Buford Norman’s Touched by the Graces: the Libretti of Philippe Quinault in the Context of French Classicism, Birmingham, Alabama, Summa Publications, 2001, has been indispensable throughout this review.
1. Chiefly Joseph Kerman’s Opera as Drama; New York: Knopf, 1956; revised ed., Berkeley: University of California Press, 1988)
2. The interview, with O’Dette’s and Stubbs’ views on the 2008 Schwetzingen Festival production of Steffani’s Niobe, which they saw at Covent Garden, shows the extent to which the historical and the Regieoper methods have diverged, as well as the pitfalls of Regieoper, when it is not tempered by thorough study of the materials.
3. Burgess, Geoffrey, “Revisiting Atys: Reflections on Les Arts Florissants’ Production, Early Music, Vol. XXXIV, No. 3, pp. 465-478.
4. Coeyman, Barbara, “ Lully’s and Christie’s Atys,” Historical Performance: The Journal of Early Music America, 2.2 (1989), pp. 73-78.
5. Porter, Andrew, “Flourishing Arts,” The New Yorker, June 12, 1989, pp. 90-92.
* Few members of modern audiences will blame Quinault for suppressing, in his observation of the classic bienséances, what is, in his ancient sources, the central element of the myth, Atys’ (or Attis, as it was spelled) self-castration. The story, told by Catullus, Ovid, Pausanias, and others, is an aetiological myth explaining the curious and, to Romans, distasteful custom of the Galli, the priests of Cybele, of arousing themselves into an ecstatic state of devotion and then castrating themselves. Quinault and Lully’s audiences would have known something about their sources, and it is interesting to observe how Quinault subtly worked it into his libretto.

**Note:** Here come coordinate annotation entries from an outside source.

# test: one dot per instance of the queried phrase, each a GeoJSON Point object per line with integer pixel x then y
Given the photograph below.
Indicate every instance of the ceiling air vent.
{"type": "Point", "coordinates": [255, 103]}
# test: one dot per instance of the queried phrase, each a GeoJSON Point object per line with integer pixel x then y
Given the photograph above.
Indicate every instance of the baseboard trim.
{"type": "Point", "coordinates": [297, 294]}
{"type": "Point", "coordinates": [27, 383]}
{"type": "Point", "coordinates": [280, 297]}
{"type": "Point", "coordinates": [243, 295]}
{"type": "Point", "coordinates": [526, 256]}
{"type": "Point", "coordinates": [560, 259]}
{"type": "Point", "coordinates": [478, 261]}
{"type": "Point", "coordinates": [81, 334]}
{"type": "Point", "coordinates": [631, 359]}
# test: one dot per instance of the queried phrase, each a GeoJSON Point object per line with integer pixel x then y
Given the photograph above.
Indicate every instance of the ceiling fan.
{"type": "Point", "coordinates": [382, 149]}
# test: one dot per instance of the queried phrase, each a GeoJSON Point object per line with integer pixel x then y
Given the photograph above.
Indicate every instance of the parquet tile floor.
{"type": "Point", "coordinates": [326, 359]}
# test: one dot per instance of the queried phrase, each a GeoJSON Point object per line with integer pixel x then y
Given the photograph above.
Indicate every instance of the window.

In Lully’s age and in ours, the figure of Time is unthinkable without his scythe, with which he mows down all life, and he is of course shown with it in the illustrations of the Prologue in the 1708 production. The image of Time as an old man and the scythe derive from the ancient identification of Chronos with Kronos, the father of Zeus, who castrated his own father, Ouranos, and cast his testicles into the sea. (Ovid touches on this in his account of Attis in the Fasti, IV.197ff.) Kronos and his scythe were associated with harvest festivals and Chronos with death and regeneration. In this way both figures are connected with the action of the seasons—the central theme of the Prologue.
Following this oblique introduction, the suppressed motif of castration emerges in concrete form in the figure of Alecto, the Erinys, who with her sisters, was born from the blood or semen emitted from Ouranos’ severed testicles into the sea, along with other monsters. Quinault surely introduced Alecto for a reason, in order to retain the meaning in Ovid’s retelling without offending the sensibilities of his audience.
There are doubtless other traces of the sources one could follow in the libretto, but that should suffice for here.